If you don't need detailed logging information, you can use Amazon CloudWatch metrics to see the total number of DNS queries that Route 53 responds to for a hosted zone. For more information, see Viewing DNS query metrics for a public hosted zone.

Configuring logging for DNS queries

To start logging DNS queries for a specified hosted zone, you perform the following tasks in the Amazon Route 53 console:

  • Choose the CloudWatch Logs log group that you want Route 53 to publish logs to, or create a new log group.

    Note

    The log group must be in the US East (N. Virginia) Region.

  • Choose Create to finish.

Note

If users are submitting DNS queries for your domain, you should start to see queries in the logs within a few minutes after you create the query logging configuration.

To configure logging for DNS queries

  1. Sign in to the AWS Management Console and open the Route 53 console at https://console.aws.amazon.com/route53/.

  2. In the navigation pane, choose Hosted zones.

  3. Choose the hosted zone that you want to configure query logging for.

  4. In the Hosted zone details pane, choose Configure query logging.

  5. Choose an existing log group or create a new log group.

  6. If you receive an alert about permissions (this happens if you haven't configured query logging with the new console before), do one of the following:

    • If you have 10 resource policies already, you can't create any more.
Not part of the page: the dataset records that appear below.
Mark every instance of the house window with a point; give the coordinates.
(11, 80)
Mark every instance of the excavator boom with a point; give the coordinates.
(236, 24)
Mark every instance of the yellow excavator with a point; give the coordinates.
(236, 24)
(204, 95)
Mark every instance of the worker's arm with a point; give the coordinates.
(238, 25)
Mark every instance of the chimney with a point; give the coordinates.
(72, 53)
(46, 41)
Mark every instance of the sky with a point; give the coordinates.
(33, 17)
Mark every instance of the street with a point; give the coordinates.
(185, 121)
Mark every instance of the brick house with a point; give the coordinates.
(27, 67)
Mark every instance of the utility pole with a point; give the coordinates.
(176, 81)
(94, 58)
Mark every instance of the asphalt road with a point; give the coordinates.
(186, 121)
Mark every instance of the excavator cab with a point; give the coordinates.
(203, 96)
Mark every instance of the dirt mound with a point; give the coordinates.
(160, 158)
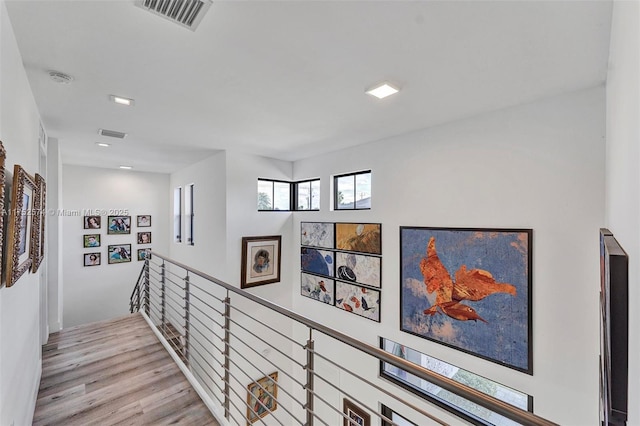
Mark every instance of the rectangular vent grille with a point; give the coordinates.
(186, 13)
(112, 133)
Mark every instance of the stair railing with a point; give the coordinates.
(232, 348)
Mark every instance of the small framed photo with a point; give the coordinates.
(91, 240)
(119, 225)
(356, 416)
(119, 253)
(92, 222)
(91, 259)
(144, 237)
(262, 397)
(144, 221)
(260, 261)
(143, 254)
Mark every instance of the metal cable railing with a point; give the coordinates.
(232, 348)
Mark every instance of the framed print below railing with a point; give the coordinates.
(469, 289)
(19, 238)
(260, 261)
(39, 219)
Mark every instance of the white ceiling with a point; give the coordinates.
(286, 79)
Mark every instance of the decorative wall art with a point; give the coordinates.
(262, 397)
(358, 300)
(341, 265)
(144, 237)
(40, 218)
(318, 288)
(91, 240)
(119, 225)
(119, 253)
(469, 289)
(3, 156)
(260, 261)
(92, 222)
(144, 221)
(142, 254)
(360, 237)
(20, 234)
(92, 259)
(356, 416)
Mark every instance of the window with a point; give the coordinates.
(188, 212)
(307, 195)
(274, 195)
(475, 413)
(352, 191)
(177, 215)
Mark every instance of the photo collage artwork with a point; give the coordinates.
(341, 265)
(116, 225)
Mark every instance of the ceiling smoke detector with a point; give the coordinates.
(186, 13)
(60, 77)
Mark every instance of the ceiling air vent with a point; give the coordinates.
(112, 133)
(186, 13)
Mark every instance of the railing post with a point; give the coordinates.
(187, 307)
(310, 374)
(162, 297)
(145, 297)
(227, 336)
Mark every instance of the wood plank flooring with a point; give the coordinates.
(114, 372)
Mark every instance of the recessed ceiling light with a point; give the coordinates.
(382, 91)
(122, 101)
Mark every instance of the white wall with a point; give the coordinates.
(102, 292)
(20, 355)
(623, 173)
(537, 166)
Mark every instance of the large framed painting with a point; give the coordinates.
(469, 289)
(360, 237)
(20, 235)
(317, 234)
(260, 260)
(262, 397)
(358, 300)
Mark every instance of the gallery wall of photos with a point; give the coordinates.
(117, 250)
(341, 265)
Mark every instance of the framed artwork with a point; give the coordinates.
(360, 237)
(143, 221)
(144, 237)
(3, 156)
(318, 288)
(20, 235)
(260, 261)
(317, 234)
(119, 225)
(358, 268)
(355, 416)
(469, 289)
(142, 254)
(358, 300)
(262, 397)
(119, 253)
(92, 222)
(316, 261)
(92, 259)
(91, 240)
(39, 222)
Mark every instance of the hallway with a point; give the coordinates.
(114, 372)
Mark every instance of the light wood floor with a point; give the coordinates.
(114, 372)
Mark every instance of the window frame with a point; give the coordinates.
(336, 201)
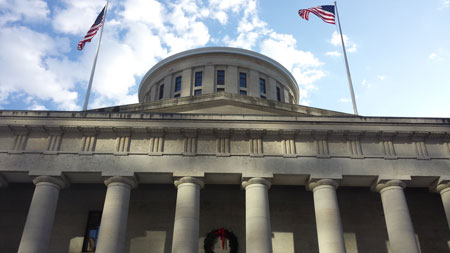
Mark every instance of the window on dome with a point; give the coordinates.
(278, 93)
(262, 85)
(198, 79)
(161, 91)
(220, 77)
(178, 84)
(243, 80)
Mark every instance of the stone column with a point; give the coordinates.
(401, 234)
(113, 226)
(3, 182)
(258, 234)
(444, 190)
(39, 224)
(328, 219)
(186, 226)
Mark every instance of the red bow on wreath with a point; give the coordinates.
(221, 232)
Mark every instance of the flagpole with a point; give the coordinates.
(88, 92)
(346, 63)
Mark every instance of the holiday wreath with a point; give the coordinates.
(221, 233)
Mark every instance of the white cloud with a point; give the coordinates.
(432, 56)
(333, 53)
(138, 33)
(27, 10)
(350, 46)
(34, 69)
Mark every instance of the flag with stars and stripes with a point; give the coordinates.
(93, 30)
(325, 12)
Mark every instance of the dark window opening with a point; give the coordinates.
(220, 77)
(278, 94)
(161, 91)
(178, 84)
(92, 229)
(262, 85)
(198, 79)
(243, 80)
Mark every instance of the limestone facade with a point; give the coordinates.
(160, 175)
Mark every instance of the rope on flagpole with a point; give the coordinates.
(88, 92)
(355, 110)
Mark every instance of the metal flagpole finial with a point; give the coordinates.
(352, 93)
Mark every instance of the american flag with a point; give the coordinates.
(93, 30)
(325, 12)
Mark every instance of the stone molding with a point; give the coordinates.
(130, 181)
(257, 180)
(326, 181)
(192, 180)
(382, 186)
(60, 182)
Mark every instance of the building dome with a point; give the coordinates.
(218, 69)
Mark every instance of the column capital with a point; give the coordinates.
(257, 180)
(326, 181)
(61, 182)
(192, 180)
(3, 182)
(130, 181)
(382, 185)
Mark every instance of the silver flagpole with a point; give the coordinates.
(88, 92)
(346, 64)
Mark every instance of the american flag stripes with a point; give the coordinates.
(93, 30)
(325, 12)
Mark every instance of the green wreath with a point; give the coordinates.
(212, 236)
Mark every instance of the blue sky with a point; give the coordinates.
(398, 51)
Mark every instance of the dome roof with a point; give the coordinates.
(218, 69)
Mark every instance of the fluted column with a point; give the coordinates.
(444, 190)
(113, 226)
(186, 226)
(401, 234)
(328, 219)
(39, 224)
(258, 233)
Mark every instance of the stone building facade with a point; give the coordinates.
(218, 140)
Select any of your resource policies, and select Edit . Editing will give Route 53 permissions to write logs to your log groups. Choose Save. The alert goes away and you can continue to the next step.
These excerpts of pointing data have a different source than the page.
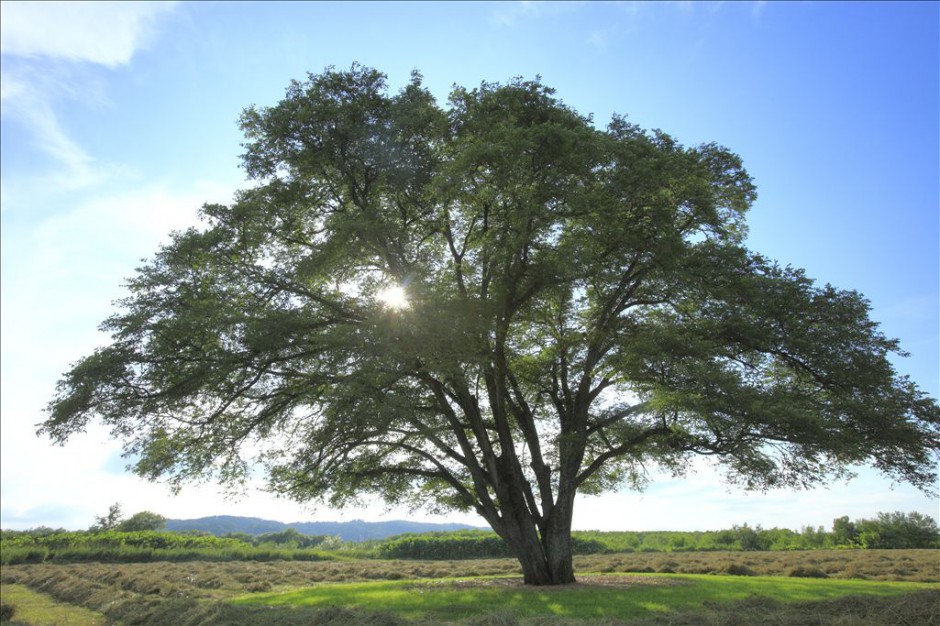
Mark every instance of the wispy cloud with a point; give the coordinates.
(105, 33)
(48, 49)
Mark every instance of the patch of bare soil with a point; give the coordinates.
(584, 580)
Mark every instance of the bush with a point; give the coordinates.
(807, 572)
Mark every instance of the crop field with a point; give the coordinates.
(846, 587)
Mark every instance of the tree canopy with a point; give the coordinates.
(569, 306)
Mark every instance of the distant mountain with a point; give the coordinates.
(356, 530)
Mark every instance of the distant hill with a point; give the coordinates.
(356, 530)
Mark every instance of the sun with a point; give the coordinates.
(394, 297)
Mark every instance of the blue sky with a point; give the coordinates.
(119, 121)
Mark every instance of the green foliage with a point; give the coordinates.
(111, 521)
(637, 597)
(581, 306)
(145, 520)
(144, 546)
(898, 530)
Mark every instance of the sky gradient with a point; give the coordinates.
(119, 122)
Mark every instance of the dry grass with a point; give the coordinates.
(190, 592)
(886, 565)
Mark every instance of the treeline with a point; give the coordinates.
(886, 531)
(43, 545)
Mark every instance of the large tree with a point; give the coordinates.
(490, 306)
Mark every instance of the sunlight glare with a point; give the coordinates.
(394, 297)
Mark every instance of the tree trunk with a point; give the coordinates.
(545, 560)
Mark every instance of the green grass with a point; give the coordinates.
(453, 600)
(38, 609)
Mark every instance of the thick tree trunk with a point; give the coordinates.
(545, 559)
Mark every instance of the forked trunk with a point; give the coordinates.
(545, 559)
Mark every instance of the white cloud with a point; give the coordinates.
(105, 33)
(47, 48)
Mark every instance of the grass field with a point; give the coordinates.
(849, 588)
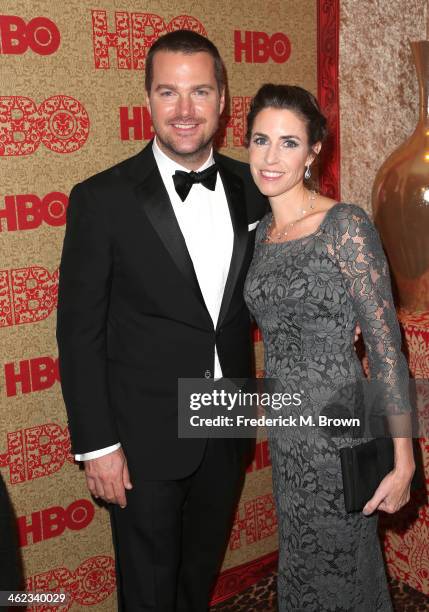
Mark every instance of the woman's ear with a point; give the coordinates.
(314, 152)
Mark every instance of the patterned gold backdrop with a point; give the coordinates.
(67, 110)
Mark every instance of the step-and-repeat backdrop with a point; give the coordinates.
(72, 104)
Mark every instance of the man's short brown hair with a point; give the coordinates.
(188, 42)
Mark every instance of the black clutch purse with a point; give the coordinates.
(364, 466)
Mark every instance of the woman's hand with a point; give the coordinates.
(392, 493)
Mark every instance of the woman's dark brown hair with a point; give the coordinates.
(295, 99)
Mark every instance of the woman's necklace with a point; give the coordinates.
(273, 236)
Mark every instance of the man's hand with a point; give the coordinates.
(107, 477)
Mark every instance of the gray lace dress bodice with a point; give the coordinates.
(306, 296)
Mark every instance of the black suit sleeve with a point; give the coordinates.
(83, 301)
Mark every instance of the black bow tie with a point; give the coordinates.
(183, 181)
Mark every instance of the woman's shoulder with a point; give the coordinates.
(344, 215)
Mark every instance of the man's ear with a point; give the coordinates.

    • If you have never configured query logging before (or if you haven't created 10 resource policies already), you need to grant permissions to Route 53 to write logs to your CloudWatch Logs groups. Choose Grant permissions. The alert goes away and you can continue to the next step.

  7. Choose Permissions - optional to see a table that shows whether the resource policy matches the CloudWatch log group, and whether the Route 53 has the permission to publish logs to CloudWatch.

  8. Choose Create.

Using Amazon CloudWatch to access DNS query logs

Amazon Route 53 sends query logs directly to CloudWatch Logs; the logs are never accessible through Route 53. Instead, you use CloudWatch Logs to view logs in near real-time, search and filter data, and export logs to Amazon S3.
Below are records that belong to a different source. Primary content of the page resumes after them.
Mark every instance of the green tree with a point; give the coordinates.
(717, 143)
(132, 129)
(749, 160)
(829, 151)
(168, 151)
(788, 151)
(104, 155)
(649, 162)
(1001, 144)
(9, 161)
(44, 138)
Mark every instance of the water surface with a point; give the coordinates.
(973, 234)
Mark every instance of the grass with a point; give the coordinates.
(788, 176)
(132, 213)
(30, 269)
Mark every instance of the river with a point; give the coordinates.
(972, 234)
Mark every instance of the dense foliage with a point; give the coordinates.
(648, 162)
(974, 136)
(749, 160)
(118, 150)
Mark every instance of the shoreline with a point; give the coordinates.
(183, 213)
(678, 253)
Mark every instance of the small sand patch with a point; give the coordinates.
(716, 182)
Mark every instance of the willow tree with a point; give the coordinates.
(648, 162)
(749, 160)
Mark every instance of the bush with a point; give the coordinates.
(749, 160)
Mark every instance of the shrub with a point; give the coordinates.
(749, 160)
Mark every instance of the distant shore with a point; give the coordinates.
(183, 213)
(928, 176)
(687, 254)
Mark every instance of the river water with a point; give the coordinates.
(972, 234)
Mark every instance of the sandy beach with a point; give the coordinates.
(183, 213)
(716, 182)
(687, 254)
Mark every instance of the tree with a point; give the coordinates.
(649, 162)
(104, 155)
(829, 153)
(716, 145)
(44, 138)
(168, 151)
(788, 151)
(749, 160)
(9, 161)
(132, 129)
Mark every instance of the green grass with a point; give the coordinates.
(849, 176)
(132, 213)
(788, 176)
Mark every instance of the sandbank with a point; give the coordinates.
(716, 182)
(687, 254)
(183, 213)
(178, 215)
Route 53 creates one CloudWatch Logs log stream for each Route 53 edge location that responds to DNS queries for the specified hosted zone and sends query logs to the applicable log stream. The format for the name of each log stream is hosted-zone-id/edge-location-ID, for example, Z1D633PJN98FT9/DFW3.

Each edge location is identified by a three-letter code and an arbitrarily assigned number, for example, DFW3. The three-letter code typically corresponds with the International Air Transport Association airport code for an airport near the edge location. (These abbreviations might change in the future.) For a list of edge locations, see "The Route 53 Global Network" on the Route 53 Product Details page.

For more information, see the applicable documentation:

Changing the retention period for logs and exporting logs to Amazon S3

By default, CloudWatch Logs stores query logs indefinitely. You can optionally specify a retention period so that CloudWatch Logs deletes logs that are older than the retention period. For more information, see Change log data retention in CloudWatch Logs in the Amazon CloudWatch User Guide.

If you want to retain log data but you don't need CloudWatch Logs tools to view and analyze the data, you can export logs to Amazon S3, which can reduce your storage costs. For more information, see Exporting log data to Amazon S3.

For information about pricing, see the applicable pricing page:

Note

When you configure Route 53 to log DNS queries, you don't incur any Route 53 charges.

Stopping query logging

If you want Amazon Route 53 to stop sending query logs to CloudWatch Logs, perform the following procedure to delete the query logging configuration.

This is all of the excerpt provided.